Correspondance de Voltaire/1760/Lettre 4242

Correspondance de Voltaire/1760
Correspondance : année 1760GarnierŒuvres complètes de Voltaire, tome 40 (p. 525-526).

4242. — DE M. D’ALEMBERT.
À Paris, 2 septembre.

Il y a un siècle, mon cher et grand philosophe, que je ne vous ai rien dit. Un grand diable d’ouvrage[1] de géométrie, que je viens de mettre sous presse, en est la cause. Je profite du premier moment pour me renouveler dans votre souvenir.

La difficulté n’est pas de trouver dans l’Académie des voix pour Diderot, mais : 1° de lui en trouver assez pour qu’il soit élu ; 2° de lui sauver douze ou quinze boules noires qui l’excluraient pour jamais ; 3° d’obtenir le consentement du roi. Il serait médiocrement soutenu à Versailles ; chacun de nos candidats y a déjà ses protecteurs. Je sais que cela ferait une guerre civile, et je conviens avec vous que la guerre civile a son amusement et son mérite ; mais il ne faut pas que Pompée y perde la vie.

J’ai dit à l’abbé Mords-les toutes les obligations qu’il vous a ; et dès qu’il sera sédentaire à Paris, il se propose de vous en remercier. Il est pourtant un peu fâché de ce que dans vos lettres à Palissot vous appelez la Vision une f… pièce, ou autant vaut. C’est pourtant cette f… pièce qui a mis les rieurs de notre côté.

J’ai donné à Thieriot le peu d’anecdotes que je savais sur les différents personnages dont vous me parlez. J’y ajoute que Chaumeix, a, dit-on, gagné la v… à l’Opéra-Comique ; que l’abbé Trublet prétend avoir fait autrefois beaucoup de conquêtes par le confessionnal, lorsqu’il était prêtre habitué à Saint-Malo. Il me dit un jour qu’en prêchant aux femmes de la ville il avait fait tourner toutes les têtes ; je lui répondis : C’est peut-être de l’autre côté.

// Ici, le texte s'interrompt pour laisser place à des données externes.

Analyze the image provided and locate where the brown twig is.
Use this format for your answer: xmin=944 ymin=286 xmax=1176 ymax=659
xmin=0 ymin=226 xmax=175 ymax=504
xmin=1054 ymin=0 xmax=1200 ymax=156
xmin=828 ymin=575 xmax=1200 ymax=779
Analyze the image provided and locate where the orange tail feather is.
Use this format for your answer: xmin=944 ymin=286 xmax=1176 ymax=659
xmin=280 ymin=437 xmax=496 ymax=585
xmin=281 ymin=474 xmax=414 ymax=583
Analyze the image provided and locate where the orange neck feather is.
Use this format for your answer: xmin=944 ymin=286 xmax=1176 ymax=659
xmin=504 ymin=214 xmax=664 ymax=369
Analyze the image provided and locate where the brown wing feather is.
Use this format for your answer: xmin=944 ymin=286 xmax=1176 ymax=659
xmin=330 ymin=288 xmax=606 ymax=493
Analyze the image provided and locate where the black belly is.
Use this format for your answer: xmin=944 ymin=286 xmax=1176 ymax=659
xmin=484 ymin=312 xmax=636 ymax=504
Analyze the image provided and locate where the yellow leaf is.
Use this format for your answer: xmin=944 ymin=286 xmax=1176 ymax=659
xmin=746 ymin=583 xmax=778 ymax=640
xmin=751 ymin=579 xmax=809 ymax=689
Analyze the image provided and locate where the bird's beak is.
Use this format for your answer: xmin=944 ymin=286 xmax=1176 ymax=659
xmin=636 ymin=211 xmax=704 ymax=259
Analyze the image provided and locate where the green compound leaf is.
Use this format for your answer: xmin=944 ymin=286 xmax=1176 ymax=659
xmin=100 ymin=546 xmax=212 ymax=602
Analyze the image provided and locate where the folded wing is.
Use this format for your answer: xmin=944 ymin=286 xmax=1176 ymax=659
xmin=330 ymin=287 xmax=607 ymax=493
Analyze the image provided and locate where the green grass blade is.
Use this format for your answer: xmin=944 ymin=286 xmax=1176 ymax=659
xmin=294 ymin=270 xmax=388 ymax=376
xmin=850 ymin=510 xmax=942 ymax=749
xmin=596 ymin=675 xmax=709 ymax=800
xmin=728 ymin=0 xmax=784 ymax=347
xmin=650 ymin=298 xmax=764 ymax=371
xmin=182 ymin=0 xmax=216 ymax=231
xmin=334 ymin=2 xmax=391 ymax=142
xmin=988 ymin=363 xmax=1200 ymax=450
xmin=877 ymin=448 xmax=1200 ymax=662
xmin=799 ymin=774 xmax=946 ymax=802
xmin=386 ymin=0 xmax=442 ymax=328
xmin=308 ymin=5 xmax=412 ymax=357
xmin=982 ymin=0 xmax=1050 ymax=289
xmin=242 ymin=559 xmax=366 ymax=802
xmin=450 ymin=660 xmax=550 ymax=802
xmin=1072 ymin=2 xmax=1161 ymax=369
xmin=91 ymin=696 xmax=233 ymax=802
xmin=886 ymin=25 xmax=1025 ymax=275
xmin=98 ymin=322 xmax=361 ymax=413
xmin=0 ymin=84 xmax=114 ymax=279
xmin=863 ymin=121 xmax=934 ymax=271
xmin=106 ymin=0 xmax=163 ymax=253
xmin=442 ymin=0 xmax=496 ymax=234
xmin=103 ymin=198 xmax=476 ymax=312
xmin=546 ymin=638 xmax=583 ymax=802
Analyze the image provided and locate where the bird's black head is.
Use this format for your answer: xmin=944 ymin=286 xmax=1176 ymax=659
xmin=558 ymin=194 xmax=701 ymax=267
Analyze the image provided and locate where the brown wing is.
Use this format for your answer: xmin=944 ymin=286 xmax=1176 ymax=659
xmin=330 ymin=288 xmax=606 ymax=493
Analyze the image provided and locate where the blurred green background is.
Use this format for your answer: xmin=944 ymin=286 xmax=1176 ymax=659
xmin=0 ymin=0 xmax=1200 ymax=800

L’Écossaise a été bravement et avec affluence jusqu’à la seizième représentation. On assure que les comédiens la reprendront cet hiver, et ils feront fort bien. J’ai lu, le jour de la Saint-Louis, à l’Académie française, un morceau[2] contre les mauvais poëtes, et en votre honneur. Je ne vous ai trouvé que deux défauts impardonnables, c’est d’être Français, et vivant. C’est par là que je finissais, et le public a battu des mains beaucoup moins pour moi que pour vous. J’ai aussi étrillé les wasp, en passant. En un mot, cela a fort bien réussi. Adieu, mon cher et grand philosophe.

  1. Opuscules mathématiques, ou Mémoires sur différents sujets de géométrie, etc. Cette collection, en huit volumes petit in-4o, commença à paraître en 1761.
  2. Réflexions sur la poésie, écrites à l’occasion des pièces que l’Académie française a reçues, en 1760, pour le concours. Ce morceau fait partie des Mélanges de littérature, etc., par d’Alembert.